- Poster for the original production
- Music: Dave Malloy
- Lyrics: Dave Malloy Lucy Kirkwood
- Book: Lucy Kirkwood
- Basis: The Witches by Roald Dahl
- Premiere: 7 November 2023: Olivier Theatre, National Theatre, London
- Productions: 2023 London

= The Witches (musical) =

Musical

The Witches (or Roald Dahl's The Witches) is a stage musical with book and lyrics by Lucy Kirkwood and music and lyrics by Dave Malloy, based on Roald Dahl's 1983 children's novel of the same name.

== Production history ==

=== World premiere: London (2023-24) ===
The musical had its world premiere in the Olivier Theatre at the National Theatre, London as a co-production with the Roald Dahl Story Company on 21 November 2023 (following previews from 7 November), running until 27 January 2024. The production will be directed by Lyndsey Turner and choreographed by Stephen Mear.

Full casting was announced on 4 September 2023 including Katherine Kingsley as the Grand High Witch, Daniel Rigby as Mr. Stringer and Sally Ann Triplett as Gran.
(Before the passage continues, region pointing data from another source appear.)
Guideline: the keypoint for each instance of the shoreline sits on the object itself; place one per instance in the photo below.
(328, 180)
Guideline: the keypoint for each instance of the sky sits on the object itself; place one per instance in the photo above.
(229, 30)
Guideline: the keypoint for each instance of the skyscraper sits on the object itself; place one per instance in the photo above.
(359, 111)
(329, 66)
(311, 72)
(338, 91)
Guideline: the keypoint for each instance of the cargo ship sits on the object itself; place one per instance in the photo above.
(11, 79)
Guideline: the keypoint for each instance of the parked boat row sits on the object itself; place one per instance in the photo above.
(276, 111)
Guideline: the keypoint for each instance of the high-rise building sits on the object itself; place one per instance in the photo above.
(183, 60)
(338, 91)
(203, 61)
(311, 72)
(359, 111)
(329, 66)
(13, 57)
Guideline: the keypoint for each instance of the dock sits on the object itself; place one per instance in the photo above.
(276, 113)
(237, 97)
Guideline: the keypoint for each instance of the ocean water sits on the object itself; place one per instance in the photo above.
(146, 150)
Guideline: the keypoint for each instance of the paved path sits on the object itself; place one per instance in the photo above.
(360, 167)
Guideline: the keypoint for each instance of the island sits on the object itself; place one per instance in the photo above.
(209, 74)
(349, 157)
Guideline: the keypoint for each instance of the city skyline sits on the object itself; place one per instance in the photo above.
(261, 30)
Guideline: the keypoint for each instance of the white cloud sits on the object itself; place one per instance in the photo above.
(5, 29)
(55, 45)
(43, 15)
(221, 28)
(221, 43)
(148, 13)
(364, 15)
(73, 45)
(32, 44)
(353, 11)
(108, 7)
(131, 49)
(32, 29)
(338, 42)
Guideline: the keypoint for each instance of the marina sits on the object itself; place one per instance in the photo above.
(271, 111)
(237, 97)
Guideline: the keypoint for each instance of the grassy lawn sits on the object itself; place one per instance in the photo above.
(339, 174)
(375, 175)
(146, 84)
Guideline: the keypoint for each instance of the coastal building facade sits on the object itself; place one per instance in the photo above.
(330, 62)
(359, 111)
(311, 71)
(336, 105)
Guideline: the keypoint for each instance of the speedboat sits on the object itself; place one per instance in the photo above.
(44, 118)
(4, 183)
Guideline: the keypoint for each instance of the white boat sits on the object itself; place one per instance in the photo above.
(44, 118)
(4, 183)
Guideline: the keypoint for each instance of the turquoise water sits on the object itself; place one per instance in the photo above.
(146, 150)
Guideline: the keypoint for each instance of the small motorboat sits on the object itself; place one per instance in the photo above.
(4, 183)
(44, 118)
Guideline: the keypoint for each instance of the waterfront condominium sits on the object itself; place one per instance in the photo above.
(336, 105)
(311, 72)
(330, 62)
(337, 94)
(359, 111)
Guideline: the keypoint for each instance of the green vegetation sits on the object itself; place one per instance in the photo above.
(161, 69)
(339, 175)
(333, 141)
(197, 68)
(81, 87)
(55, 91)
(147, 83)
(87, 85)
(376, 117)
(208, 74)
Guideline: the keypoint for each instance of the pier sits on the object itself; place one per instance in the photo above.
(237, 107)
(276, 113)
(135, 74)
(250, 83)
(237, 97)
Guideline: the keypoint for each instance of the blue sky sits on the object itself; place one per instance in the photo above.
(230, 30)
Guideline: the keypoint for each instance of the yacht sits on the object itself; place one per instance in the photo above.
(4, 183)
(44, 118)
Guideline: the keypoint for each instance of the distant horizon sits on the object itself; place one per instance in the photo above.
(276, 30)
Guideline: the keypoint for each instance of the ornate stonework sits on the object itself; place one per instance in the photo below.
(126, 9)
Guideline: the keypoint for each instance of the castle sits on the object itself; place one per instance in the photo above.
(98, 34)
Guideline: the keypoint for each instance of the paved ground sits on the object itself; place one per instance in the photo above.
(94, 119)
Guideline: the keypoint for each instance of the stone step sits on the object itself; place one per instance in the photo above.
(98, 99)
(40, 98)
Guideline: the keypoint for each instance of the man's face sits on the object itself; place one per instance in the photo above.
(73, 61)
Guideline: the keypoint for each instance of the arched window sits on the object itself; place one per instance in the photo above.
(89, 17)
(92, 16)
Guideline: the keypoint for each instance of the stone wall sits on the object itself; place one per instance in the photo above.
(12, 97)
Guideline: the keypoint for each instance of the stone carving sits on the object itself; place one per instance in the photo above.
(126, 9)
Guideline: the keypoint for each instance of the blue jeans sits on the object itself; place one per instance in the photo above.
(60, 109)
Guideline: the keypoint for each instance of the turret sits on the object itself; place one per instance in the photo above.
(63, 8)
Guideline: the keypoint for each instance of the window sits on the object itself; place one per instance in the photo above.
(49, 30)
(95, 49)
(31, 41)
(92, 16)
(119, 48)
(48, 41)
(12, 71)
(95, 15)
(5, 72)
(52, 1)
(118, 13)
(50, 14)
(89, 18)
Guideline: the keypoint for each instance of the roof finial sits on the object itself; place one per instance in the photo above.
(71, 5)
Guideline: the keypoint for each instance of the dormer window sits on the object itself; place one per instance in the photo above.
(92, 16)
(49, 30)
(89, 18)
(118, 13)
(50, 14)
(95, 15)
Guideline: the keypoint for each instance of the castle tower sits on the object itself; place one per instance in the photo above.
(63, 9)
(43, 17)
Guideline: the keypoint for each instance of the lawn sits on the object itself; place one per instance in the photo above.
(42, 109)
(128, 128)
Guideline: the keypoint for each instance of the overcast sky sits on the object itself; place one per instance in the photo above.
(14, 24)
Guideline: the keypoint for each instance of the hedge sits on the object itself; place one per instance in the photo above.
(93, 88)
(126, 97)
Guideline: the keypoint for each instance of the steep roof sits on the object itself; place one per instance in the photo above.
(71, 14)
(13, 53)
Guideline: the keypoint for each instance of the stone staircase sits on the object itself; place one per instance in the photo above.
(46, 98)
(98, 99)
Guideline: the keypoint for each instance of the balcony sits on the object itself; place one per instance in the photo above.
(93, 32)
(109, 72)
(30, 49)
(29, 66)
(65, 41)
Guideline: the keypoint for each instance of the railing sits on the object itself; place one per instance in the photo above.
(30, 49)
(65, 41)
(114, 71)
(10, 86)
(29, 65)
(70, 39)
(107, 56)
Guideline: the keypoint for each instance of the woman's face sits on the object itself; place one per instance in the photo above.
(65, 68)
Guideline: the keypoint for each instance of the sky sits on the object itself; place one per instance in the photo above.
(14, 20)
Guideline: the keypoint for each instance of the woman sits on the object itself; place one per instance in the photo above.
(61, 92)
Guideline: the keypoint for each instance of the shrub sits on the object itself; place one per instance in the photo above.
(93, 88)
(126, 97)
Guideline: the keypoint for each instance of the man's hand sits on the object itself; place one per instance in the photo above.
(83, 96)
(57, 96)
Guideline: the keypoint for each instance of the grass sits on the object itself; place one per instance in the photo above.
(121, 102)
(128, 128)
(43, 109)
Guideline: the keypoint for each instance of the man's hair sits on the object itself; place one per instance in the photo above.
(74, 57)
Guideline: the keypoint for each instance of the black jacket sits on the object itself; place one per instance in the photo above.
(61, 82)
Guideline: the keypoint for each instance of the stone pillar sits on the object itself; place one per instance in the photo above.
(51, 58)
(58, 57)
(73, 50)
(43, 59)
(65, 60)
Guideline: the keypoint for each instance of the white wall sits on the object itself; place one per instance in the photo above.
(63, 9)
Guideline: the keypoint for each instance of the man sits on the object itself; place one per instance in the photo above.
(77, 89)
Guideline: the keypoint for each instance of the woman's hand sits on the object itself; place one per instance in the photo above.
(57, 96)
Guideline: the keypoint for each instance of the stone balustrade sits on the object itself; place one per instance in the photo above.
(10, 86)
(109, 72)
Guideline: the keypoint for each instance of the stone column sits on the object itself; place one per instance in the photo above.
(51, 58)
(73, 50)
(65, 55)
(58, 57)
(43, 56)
A recording of the National Theatre cast was released on 27 June 2025

== Premise ==
A boy and his grandmother live in a world run by witches, and The Grand High Witch is planning to turn the world's children into mice.

== Musical numbers ==

Act I

Act II

== Cast and characters ==

| Character | London |
2023
| Grand High Witch | Katherine Kingsley |
| Gran | Sally Ann Triplett |
| Mr Stringer | Daniel Rigby |
| Luke | Bertie Caplan Frankie Keita Vishal Soni |
| Bruno | Cian Eagle-Service George Menezes Cutts William Skinner |
| Helga | Jersey Blu Georgia Asanda Abbie Masike Chloe Raphael |
| Helen / Social Worker | Julie Armstrong |
| Melanie / Ensemble | Chrissie Bhima |
| Pippa | Zoe Birkett |
| Leticia / Potwasher | Maddison Bulleyment |
| Carol / Denise | Miracle Chance |
| Alison | Daniele Coombe |
| Dad / Sous Chef | Richard David-Caine |
| Pamela | Molly-May Gardiner |
| Kathy | Tiffany Graves |
| Head Waiter | Adrian Grove |
| Chef Chevalier / Doctor | Irvine Iqbal |
| Swing | Emily Langham |
| Emily | Bobbie Little |
| Bernice / Nurse | Tania Mathurin |
| Shelia | Amira Matthews |
| Kevin / Commis Chef | Jacob Maynard |
| Winnie / Mum | Laura Medforth |
| Mr Jenkins | Ekow Quartey |
| Chloe's Dad / Potager | Ben Redfern |
| Mrs Jenkins / Jan | Maggie Service |
| Cheryl | Alexandra Waite-Roberts |
| Young Company | Nesim Adnan, Alaia Broadbent, Chenai Broadbent, Cristian Buttaci, Sekhani Dumezweni, Rudy Gibson, Florence Gore, Elara Jagger, Annabelle Jones, Jemima Loosen, Charlie Man-Evans, Iesa Miller, Jack Philpott, Sienna Sibley, Savannah Skinner-Henry, Poppy-Mei Soon, Benjamin Spalding, Dylan Trigger, Alice Valeriano, Sasha Watson-Lobo, Stella Yeoman |

== Production team ==

|  | London (2023) |
|---|---|
| Director | Lyndsey Turner |
| Set and Costume | Lizzie Clachlan |
| Choreographer | Stephen Mear |
| Music Supervisor | Nigel Lilley |
| Music director | Cat Beveridge |
| Lighting Designer | Bruno Poet |
| Co-Sound Designer | Alexander Caplen |
| Co-Sound Designer | Ian Dickinson |
| Video Designer | Ash J Woodward |
| Illusions | Chris Fisher Will Houston |
| Casting Director | Bryony Jarvis-Taylor |

==Critical reception==

Reviews were positive, with The New York Times calling it a "deftly rendered production, a high-quality piece of family entertainment that skilfully blends the playful and the macabre, and does justice to the author’s distinct comic style.". The Independent and Time Out London both gave it 5 stars, Time Out calling it "a hysterically funny triumph". BroadwayWorld also gave it 5 stars, saying it "combines exuberant fun, quick-witted comedy and a positive attitude towards death to produce an enthralling, clever and incredibly funny production.".